Moeten we het nieuws geloven?
“Naar mijn persoonlijke overtuiging is de Noord-Koreaanse claim bluf en propaganda”, zegt Van der Meer. “De gemeten kracht van de explosie is te gering voor een waterstofbom; het lijkt meer op een normale atoombom. Wellicht hebben ze er wat snufjes aangehangen die je ook voor een waterstofbom nodig hebt, maar een echte, succesvolle waterstofbomexplosie was dit niet.”
Breuker deelt deze mening. “Maar het kan wel degelijk in de ogen van Pyongyang een succes zijn geweest als een stap op weg naar een waterstofbom, of als een experiment waarbij kernfusie de ontsteking van een normale kernbom krachtiger maakt”, zegt hij.
Waarom wil Noord-Korea zo graag een waterstofbom?
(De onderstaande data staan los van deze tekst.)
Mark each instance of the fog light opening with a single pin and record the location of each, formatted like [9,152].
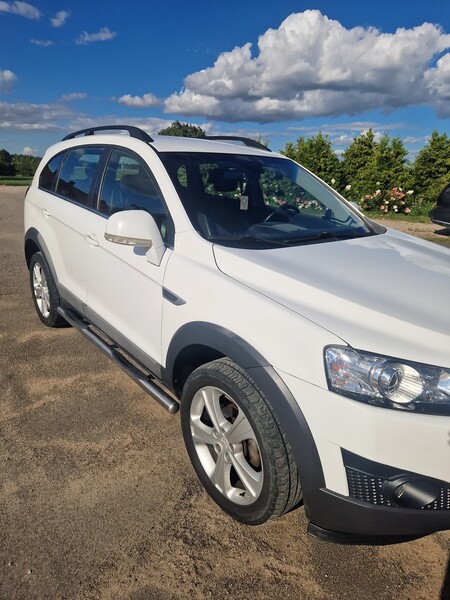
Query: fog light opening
[410,492]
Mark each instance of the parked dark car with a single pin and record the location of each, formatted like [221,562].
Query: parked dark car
[441,212]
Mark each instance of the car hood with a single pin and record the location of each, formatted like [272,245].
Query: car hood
[388,293]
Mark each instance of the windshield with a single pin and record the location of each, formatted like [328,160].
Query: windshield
[259,201]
Hier zijn volgens Breuker twee redenen voor. Om het eigen volk te laten zien dat het regime de touwtjes strak in handen heeft en als zogenaamde deterrent. “Het Noord-Koreaanse leger is niet meer wat het was. Dan helpt een waterstofbom om je militaire slagkracht geloofwaardiger te laten zijn.”
Volgens Van der Meer speelt angst ook een rol. “De Noord-Koreanen zijn heel bang dat andere landen hun regering ten val willen brengen. Een waterstofbom is het meest krachtige, allesvernietigende wapen dat ooit is ontwikkeld. Noord-Korea wil zulke wapens om buitenlandse vijanden af te schrikken”, zegt hij. “Atoomwapens, en zeker waterstofbommen, zijn een soort verzekeringspremie: wie durft een land aan te vallen dat met zulke verschrikkelijke wapens kan terugslaan?”
Moeten we bang zijn voor dit nieuws?
“Nee en ja”, besluit Van der Meer. “Voorlopig heeft Noord-Korea nog geen inzetbare kernwapens. En zelfs als dat wel zo was, zouden ze niet zomaar worden ingezet. Op het gebruik van zulke verschrikkelijke wapens heerst zo’n wereldwijd taboe dat het zonder meer zelfmoord zou zijn om ze te gebruiken.” Maar de kernwapendeskundige vindt het wel zorgelijk dat men ongestraft door kan gaan met het ontwikkelen van deze wapens. “Hoe meer van zulke wapens in de wereld, hoe meer risico’s op ongelukken ermee.”
Ook Breuker is bang voor ongelukken. “Kijk maar naar Fukushima. En dat terwijl Japan meer geld en betere technologie heeft, en beschikt over internationale hulp indien nodig.” Ten tweede is hij bang voor proliferatie: de kans dat een waterstofbom in handen komt van relatief ongrijpbare terroristische organisaties is aanwezig. “Wat gebeurt er dan?”
De VN dreigen met sancties. Zal Noord-Korea zich dit iets aantrekken?
“Nee, dat verwacht ik niet”, zegt Breuker. “Sancties zijn achterhaald. Een heel nieuw beleid is nodig, een waarbij niet de gewone Noord-Koreaan wordt getroffen, maar alleen het regime. Ga achter het geld van het regime aan; breng de geldstromen in kaart en blokkeer ze. Dit zal op termijn verandering brengen. Sancties zijn ineffectief.”